I'd like to chat with someone who has actually done this, as hand warmers are on sale now. I usually get a dozen to keep in the car. Never know when we might be in a ditch during a snow storm. 

~~ pelenaka ~~


----------



## TheMartianChick (May 26, 2009)

Pelenaka said:


> NP.
> I'd like to chat with someone who has actually done this, as hand warmers are on sale now. I usually get a dozen to keep in the car. Never know when we might be in a ditch during a snow storm.
> 
> ~~ pelenaka ~~


Where are you seeing the handwarmers on sale? I really need to stock up on them.
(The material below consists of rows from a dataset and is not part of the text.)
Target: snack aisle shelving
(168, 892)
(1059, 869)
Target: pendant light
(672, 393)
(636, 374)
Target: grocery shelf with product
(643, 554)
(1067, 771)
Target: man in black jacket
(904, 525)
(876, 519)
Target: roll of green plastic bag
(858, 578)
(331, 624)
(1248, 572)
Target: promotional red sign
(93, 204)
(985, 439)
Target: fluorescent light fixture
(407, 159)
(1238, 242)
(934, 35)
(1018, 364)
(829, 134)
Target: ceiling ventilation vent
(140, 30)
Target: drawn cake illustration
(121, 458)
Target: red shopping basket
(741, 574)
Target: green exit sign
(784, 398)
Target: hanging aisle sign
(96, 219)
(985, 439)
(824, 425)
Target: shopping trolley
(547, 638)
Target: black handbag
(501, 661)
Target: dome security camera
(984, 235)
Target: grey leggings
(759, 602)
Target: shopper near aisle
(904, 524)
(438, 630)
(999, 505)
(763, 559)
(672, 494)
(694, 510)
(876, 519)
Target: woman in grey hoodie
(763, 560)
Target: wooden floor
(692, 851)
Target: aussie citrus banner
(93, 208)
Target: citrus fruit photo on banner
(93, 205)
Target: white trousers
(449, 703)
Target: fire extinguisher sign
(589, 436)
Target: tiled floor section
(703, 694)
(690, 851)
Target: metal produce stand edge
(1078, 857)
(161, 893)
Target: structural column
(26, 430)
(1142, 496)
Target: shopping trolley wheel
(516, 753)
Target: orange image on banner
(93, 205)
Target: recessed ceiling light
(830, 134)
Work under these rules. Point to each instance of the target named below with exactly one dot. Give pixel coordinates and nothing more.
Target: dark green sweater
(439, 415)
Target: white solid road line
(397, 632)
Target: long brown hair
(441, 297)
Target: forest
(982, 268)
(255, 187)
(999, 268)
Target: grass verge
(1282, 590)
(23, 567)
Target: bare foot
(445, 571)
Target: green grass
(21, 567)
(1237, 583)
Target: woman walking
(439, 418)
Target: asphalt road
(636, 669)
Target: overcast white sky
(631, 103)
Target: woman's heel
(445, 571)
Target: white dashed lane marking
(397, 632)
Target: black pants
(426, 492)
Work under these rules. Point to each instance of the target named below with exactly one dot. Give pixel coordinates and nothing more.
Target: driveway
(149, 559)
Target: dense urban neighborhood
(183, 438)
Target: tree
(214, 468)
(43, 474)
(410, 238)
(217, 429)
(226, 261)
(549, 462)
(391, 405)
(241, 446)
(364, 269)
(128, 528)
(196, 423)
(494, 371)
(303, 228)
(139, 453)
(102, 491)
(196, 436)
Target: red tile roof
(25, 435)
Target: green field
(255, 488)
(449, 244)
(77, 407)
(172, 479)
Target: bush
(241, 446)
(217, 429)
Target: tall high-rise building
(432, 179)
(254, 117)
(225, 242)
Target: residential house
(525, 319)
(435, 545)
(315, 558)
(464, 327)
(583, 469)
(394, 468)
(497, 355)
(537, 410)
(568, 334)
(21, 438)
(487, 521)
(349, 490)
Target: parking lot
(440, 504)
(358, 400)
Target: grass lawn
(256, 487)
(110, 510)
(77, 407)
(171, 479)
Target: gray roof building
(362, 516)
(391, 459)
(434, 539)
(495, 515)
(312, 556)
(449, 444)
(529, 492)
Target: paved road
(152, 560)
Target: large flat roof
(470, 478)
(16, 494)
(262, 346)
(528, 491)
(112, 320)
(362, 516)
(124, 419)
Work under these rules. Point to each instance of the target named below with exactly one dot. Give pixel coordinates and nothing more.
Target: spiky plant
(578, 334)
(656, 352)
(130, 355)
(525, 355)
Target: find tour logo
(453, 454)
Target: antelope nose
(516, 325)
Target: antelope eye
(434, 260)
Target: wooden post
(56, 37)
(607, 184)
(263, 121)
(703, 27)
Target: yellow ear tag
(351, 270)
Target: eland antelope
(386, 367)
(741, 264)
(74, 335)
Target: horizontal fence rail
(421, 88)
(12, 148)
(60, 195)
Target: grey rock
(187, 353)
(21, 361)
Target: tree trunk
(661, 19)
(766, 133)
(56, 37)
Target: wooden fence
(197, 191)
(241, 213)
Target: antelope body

I only have a few left.


----------



## ET1 SS (Oct 22, 2005)

We use desiccant. 

Reusable, and we have reused some of our desiccant many times.


----------



## Pelenaka (Jul 27, 2007)

TheMartianChick said:


> Where are you seeing the handwarmers on sale? I really need to stock up on them. I only have a few left.


CVS had a sale display.


~~ pelenaka ~~


----------



## TheMartianChick (May 26, 2009)

Pelenaka said:


> CVS had a sale display.
> 
> 
> ~~ pelenaka ~~


Thanks!


----------